Oregon Ballet Theatre’s contemporary world premiere Marilyn, created and choreographed by Artistic Director Dani Rowe, promises an untold look at the life of Hollywood icon Marilyn Monroe through the lens of the actress.
A co-production with BalletMet and Tulsa Ballet, it opened April 4 at downtown Portland’s Newmark Theater, continues through April 13, and features an original music score by OBT composer and former San Francisco Ballet dancer Shannon Rugani.
After a video introduction of OBT’s programming and community impact, the curtains rose at the Saturday, April 5, performance to a young dancer sitting on the floor, arms wrapped around her knees. Isla Ferreira played the child version of Marilyn Monroe, Norma Jeane (as her middle name was spelled when she was born), in a pale drop-waist dress and blue headband.
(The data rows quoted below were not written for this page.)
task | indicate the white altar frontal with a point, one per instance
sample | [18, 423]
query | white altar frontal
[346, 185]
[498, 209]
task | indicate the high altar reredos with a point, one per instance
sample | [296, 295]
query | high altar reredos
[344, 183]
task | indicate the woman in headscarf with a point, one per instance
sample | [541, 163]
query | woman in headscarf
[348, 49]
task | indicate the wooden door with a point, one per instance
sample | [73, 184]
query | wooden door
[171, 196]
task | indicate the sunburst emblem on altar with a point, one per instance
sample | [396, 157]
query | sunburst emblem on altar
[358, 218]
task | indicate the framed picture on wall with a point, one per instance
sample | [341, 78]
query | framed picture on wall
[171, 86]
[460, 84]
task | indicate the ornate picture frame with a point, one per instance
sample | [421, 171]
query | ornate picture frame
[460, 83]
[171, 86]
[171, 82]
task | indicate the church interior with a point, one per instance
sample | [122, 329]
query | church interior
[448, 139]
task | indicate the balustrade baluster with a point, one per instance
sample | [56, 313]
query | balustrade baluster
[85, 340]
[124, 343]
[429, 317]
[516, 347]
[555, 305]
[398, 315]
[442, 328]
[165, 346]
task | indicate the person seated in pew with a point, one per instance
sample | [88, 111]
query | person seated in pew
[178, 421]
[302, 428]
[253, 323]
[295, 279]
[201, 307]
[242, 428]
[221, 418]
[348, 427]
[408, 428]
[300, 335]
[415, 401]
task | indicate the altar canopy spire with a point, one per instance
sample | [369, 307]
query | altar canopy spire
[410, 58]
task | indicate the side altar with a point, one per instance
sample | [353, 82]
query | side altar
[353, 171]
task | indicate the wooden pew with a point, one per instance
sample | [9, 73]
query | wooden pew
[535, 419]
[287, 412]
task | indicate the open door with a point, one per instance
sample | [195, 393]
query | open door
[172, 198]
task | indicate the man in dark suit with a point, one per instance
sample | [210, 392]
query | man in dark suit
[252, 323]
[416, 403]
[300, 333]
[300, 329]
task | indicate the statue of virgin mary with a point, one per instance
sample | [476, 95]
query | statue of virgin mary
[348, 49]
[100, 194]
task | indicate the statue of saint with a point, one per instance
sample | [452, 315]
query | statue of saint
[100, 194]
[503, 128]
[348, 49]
She danced and interacted with her mother, performed beautifully by Eva Burton, depicting a troubled relationship due to mental health issues and an absent father.
As the child version of Norma Jeane explored the world and the set designed by Emma Kingsbury and David Finn, she grew older and was eventually replaced by Hannah Davis as the adult Norma Jeane.
In a collage version of the telling, she then danced with James Dougherty, performed nicely by Benjamin Simoens, before Dougherty’s character was called away to war, leaving Norma Jeane devastated. Throughout the dance, she then flitted from man to man, moving down the timeline of known and alleged lovers. We met Joe DiMaggio, the retired baseball star, who appeared with ball in hand. Then came playwright Arthur Miller carrying a script, who Monroe was depicted as meeting in an acting class setting, before a pas de deux with John F. Kennedy, to whom she sang the infamous “Happy Birthday Mr. President” on May 19, 1962.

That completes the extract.